#  Import Libraries

In [1]:
import pandas as pd
import numpy as np
import matplotlib.pyplot as plt
import seaborn as sns
from pylab import rcParams
from collections import Counter
import tensorflow as tf
from tensorflow.keras import Model, models, layers, optimizers, regularizers
from tensorflow.keras.callbacks import ModelCheckpoint

from sklearn.preprocessing import StandardScaler
from sklearn.preprocessing import RobustScaler
from sklearn.preprocessing import MinMaxScaler
from sklearn.model_selection import train_test_split
from sklearn import metrics

seed=1
tf.random.set_seed(seed)

# Load Data

In [2]:
train = pd.read_csv('2_only_normal_threshold02.csv')
test = pd.read_csv('2_test.csv')

In [3]:
train.drop(['Unnamed: 0', 'Unnamed: 0.1'], inplace=True, axis=1)
test.drop(['Unnamed: 0', 'Timestamp'], inplace=True, axis=1)

In [4]:
shift_by = -5
n_features = train.shape[1]

# Transform to Series Data 

In [5]:
shift_by = -5
n_features = train.shape[1]

In [6]:
# LSTM 모델은 (samples, timesteps, feature)에 해당하는 3d 차원의 shape을 가지므로, 데이터를 시퀀스 형태로 변환

def temporalize(X, timesteps):
    output_X = []
    for i in range(len(X) - timesteps - 1):
        t = []
        for j in range(1, timesteps + 1):
            # Gather the past records upto the lookback period
            t.append(X.loc[[(i + j + 1)], :])
        output_X.append(t)
    return np.squeeze(np.array(output_X))

In [7]:
timesteps = abs(shift_by)

# Temporalize
x = temporalize(train, timesteps)
print(x.shape)

(167487, 5, 33)


# Split Train / Valid / Test

In [8]:
# Split into train, valid, and test 
x_train = x
x_test = temporalize(test, timesteps)
x_train, x_valid = train_test_split(x_train, test_size=0.2)

print(len(x_train))  
print(len(x_valid)) 
print(len(x_test))

133989
33498
105114


# Standardize

In [9]:
def flatten(X):
    flattened_X = np.empty((X.shape[0], X.shape[2]))  # sample x features array.
    for i in range(X.shape[0]):
        flattened_X[i] = X[i, (X.shape[1]-1), :]
    return(flattened_X)

def scale(X, scaler):
    for i in range(X.shape[0]):
        X[i, :, :] = scaler.transform(X[i, :, :])
        
    return X

In [10]:
scaler = MinMaxScaler().fit(flatten(x_train))

x_train_scaled = scale(x_train, scaler)
x_valid_scaled = scale(x_valid, scaler)
x_test_scaled = scale(x_test, scaler)

# Training LSTM Autoencoder

In [11]:
epochs = 10
batch = 128
lr = 0.001

In [12]:
# earlystopping
callback = tf.keras.callbacks.EarlyStopping(monitor="val_loss", patience=5)

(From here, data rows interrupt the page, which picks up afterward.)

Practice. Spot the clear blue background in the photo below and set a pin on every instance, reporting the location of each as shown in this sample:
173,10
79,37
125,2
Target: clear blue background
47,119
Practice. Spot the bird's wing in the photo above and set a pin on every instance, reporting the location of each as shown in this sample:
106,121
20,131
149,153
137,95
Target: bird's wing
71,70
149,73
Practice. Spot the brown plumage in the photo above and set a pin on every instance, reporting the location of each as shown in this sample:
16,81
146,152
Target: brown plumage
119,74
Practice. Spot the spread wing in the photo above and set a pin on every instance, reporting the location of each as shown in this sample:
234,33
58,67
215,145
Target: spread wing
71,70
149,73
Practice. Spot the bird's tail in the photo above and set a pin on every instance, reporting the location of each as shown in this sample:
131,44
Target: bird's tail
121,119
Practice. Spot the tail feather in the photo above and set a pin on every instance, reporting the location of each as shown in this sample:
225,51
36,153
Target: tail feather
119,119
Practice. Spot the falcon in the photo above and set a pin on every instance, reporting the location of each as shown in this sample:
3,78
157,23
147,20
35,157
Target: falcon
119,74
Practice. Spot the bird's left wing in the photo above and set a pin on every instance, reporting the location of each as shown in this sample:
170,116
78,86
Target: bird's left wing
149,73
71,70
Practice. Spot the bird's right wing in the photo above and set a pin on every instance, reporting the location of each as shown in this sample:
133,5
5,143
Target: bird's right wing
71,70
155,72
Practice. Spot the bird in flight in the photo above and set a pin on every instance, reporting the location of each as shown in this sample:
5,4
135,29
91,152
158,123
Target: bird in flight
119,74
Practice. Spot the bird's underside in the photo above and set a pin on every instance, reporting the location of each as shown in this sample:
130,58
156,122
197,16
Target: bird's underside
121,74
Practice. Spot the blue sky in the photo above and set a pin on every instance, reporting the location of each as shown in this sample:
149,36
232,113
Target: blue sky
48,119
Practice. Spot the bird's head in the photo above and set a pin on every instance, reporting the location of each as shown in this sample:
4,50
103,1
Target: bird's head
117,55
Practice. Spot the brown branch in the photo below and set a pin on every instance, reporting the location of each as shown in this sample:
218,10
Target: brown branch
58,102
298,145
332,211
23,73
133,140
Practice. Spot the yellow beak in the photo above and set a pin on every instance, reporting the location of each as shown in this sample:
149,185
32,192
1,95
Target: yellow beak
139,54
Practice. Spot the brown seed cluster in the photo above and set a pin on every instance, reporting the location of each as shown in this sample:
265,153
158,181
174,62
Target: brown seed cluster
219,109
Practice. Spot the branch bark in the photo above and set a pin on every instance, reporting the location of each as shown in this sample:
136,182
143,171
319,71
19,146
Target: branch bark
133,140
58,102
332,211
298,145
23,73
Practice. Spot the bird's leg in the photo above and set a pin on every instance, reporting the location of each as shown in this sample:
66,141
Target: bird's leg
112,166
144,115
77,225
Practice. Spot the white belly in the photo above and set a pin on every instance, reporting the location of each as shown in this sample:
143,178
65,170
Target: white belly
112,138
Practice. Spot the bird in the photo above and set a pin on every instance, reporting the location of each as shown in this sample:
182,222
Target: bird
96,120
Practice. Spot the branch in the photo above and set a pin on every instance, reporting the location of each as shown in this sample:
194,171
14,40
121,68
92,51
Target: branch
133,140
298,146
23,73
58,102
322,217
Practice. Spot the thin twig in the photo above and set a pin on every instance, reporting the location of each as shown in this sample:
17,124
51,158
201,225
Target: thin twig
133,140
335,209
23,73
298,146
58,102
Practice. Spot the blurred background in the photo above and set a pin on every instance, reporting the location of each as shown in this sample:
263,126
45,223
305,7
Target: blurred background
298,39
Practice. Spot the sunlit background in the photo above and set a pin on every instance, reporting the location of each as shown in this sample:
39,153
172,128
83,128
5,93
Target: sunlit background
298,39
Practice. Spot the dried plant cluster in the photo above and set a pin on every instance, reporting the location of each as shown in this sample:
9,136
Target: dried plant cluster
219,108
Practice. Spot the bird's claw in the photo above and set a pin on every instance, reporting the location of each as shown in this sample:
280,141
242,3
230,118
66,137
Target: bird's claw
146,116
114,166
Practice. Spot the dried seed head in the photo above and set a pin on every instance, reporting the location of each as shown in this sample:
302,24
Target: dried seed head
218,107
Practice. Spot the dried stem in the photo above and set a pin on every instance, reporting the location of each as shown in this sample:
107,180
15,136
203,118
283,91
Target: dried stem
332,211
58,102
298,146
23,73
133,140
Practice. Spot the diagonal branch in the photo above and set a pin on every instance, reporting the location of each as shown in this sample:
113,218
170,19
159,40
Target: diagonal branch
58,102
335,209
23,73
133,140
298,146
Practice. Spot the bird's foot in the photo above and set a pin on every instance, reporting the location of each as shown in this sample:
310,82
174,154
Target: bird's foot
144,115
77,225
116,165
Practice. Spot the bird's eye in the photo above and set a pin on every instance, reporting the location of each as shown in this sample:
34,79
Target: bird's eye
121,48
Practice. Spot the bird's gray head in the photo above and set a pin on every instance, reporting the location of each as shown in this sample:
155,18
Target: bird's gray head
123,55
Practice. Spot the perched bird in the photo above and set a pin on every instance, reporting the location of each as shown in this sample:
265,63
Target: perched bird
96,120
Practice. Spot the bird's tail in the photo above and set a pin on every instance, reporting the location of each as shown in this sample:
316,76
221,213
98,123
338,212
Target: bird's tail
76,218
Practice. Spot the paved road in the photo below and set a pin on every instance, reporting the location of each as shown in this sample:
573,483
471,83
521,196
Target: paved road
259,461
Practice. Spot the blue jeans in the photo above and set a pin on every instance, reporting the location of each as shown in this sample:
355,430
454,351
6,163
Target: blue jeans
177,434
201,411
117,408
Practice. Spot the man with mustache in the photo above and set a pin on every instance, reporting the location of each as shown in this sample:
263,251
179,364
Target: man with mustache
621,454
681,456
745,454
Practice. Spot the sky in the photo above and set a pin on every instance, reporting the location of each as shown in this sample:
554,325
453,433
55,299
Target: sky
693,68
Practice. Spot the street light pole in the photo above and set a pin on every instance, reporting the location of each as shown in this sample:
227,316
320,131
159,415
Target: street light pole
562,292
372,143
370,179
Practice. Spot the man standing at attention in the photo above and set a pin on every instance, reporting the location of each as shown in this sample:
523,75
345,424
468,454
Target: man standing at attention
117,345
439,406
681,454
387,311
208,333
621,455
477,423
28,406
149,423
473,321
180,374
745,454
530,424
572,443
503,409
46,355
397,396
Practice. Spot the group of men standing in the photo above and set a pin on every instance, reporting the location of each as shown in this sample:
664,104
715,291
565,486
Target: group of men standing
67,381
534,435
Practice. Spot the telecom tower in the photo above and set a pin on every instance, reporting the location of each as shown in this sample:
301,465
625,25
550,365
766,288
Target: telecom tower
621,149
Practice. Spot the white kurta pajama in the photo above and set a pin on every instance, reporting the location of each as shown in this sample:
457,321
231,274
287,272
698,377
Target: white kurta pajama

lstm_ae = models.Sequential()
# Encoder
lstm_ae.add(layers.LSTM(64, activation='relu', input_shape=(timesteps, n_features), return_sequences=True))
lstm_ae.add(layers.LSTM(32, activation='relu', return_sequences=False))
lstm_ae.add(layers.RepeatVector(timesteps))
# Decoder
lstm_ae.add(layers.LSTM(32, activation='relu', return_sequences=True))
lstm_ae.add(layers.LSTM(64, activation='relu', return_sequences=True))
lstm_ae.add(layers.TimeDistributed(layers.Dense(n_features)))

lstm_ae.summary()

Metal device set to: Apple M1

systemMemory: 8.00 GB
maxCacheSize: 2.67 GB

Model: "sequential"
_________________________________________________________________
 Layer (type)                Output Shape              Param #   
 lstm (LSTM)                 (None, 5, 64)             25088     
                                                                 
 lstm_1 (LSTM)               (None, 32)                12416     
                                                                 
 repeat_vector (RepeatVector  (None, 5, 32)            0         
 )                                                               
                                                                 
 lstm_2 (LSTM)               (None, 5, 32)             8320      
                                                                 
 lstm_3 (LSTM)               (None, 5, 64)             24832     
                                                                 
 time_distributed (TimeDistr  (None, 5, 33)   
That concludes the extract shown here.